By Agence France-Presse in Warsaw, Poland | China Daily | Updated: 2013-11-21 07:15

Typhoon Haiyan revives climate compensation row

A Typhoon Haiyan victim rebuilds his destroyed home in Tacobian on Wednesday. The United Nations has confirmed at least 4,500 killed in the disaster in the Philippines. Nicolas Asfouri / Agence France-Presse

The devastation wreaked by Typhoon Haiyan has become a rallying cry at UN climate talks, where the Philippines and other developing economies are demanding aid guarantees for future damage they attribute to global warming.

The demand has created another deep fault line in the divided negotiations, as developed economies see it as a potential trap, locking them into a never-ending liability for compensation.

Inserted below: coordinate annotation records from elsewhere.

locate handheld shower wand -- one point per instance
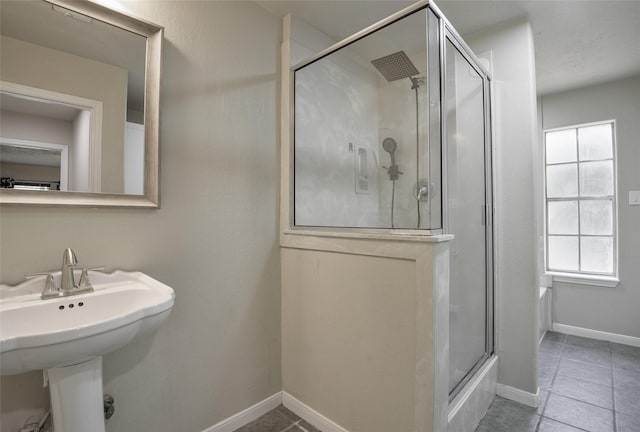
(390, 146)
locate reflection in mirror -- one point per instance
(81, 82)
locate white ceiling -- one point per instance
(577, 43)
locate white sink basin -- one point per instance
(43, 334)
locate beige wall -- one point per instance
(214, 239)
(358, 322)
(514, 120)
(36, 66)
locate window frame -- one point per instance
(581, 276)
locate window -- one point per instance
(581, 201)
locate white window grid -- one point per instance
(578, 198)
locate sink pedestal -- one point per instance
(76, 397)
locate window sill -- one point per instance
(607, 281)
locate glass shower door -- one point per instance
(468, 170)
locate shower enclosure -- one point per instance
(392, 135)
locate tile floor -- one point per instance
(585, 385)
(279, 419)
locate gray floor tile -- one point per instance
(288, 413)
(579, 414)
(551, 348)
(585, 391)
(545, 380)
(628, 401)
(626, 379)
(586, 372)
(307, 427)
(272, 421)
(627, 423)
(548, 425)
(594, 344)
(587, 355)
(548, 361)
(626, 361)
(554, 336)
(547, 366)
(542, 401)
(507, 416)
(626, 349)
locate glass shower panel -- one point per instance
(362, 130)
(467, 201)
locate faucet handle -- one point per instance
(84, 277)
(50, 290)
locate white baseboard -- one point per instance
(517, 395)
(310, 415)
(463, 397)
(247, 416)
(597, 334)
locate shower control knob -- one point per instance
(109, 407)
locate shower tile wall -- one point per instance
(397, 111)
(336, 115)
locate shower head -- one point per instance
(395, 66)
(390, 145)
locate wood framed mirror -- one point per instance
(79, 105)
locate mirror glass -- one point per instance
(72, 99)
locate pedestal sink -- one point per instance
(68, 336)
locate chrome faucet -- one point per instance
(68, 286)
(69, 262)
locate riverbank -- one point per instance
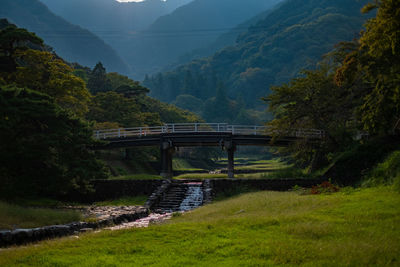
(351, 227)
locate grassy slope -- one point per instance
(354, 228)
(14, 216)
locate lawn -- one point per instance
(352, 227)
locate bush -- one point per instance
(386, 173)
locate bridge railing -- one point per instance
(203, 128)
(197, 127)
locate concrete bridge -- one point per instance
(170, 136)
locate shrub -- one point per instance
(386, 173)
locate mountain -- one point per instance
(227, 39)
(110, 19)
(292, 37)
(71, 42)
(189, 27)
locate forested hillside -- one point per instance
(191, 26)
(291, 38)
(49, 109)
(113, 21)
(69, 41)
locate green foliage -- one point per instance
(288, 173)
(290, 38)
(71, 42)
(350, 167)
(386, 172)
(11, 39)
(114, 107)
(46, 73)
(14, 216)
(98, 81)
(257, 229)
(373, 64)
(44, 149)
(189, 102)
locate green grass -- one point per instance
(136, 177)
(386, 172)
(14, 216)
(124, 201)
(352, 228)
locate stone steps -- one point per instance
(179, 196)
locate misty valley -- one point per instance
(199, 132)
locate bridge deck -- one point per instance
(202, 134)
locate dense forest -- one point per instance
(189, 27)
(291, 38)
(72, 42)
(49, 109)
(353, 95)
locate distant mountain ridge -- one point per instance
(292, 37)
(69, 41)
(189, 27)
(107, 17)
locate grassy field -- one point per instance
(14, 216)
(352, 228)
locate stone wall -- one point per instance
(25, 236)
(230, 185)
(113, 189)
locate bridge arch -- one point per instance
(228, 137)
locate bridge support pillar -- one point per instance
(230, 148)
(167, 152)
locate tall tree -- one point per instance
(98, 81)
(44, 150)
(12, 39)
(46, 73)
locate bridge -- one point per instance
(170, 136)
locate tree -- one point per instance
(46, 73)
(114, 107)
(12, 39)
(314, 101)
(44, 150)
(377, 61)
(98, 81)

Many of the world's poorest nations are also the most vulnerable to the ravages of climate change, from severe storms to slower-onset effects such as land-encroaching rises in sea level and worsening droughts and floods.

More than 130 developing economies are now calling for an international "loss and damage" mechanism, bankrolled by wealthy nations, to be embedded in a 2015 global pact on climate change.

Environment ministers meet in Warsaw on Wednesday to grapple with climate finance for poor nations.

Developing economies are challenging rich nations to show how they intend to honor a 2009 promise to muster up to $100 billion a year in climate aid by 2020.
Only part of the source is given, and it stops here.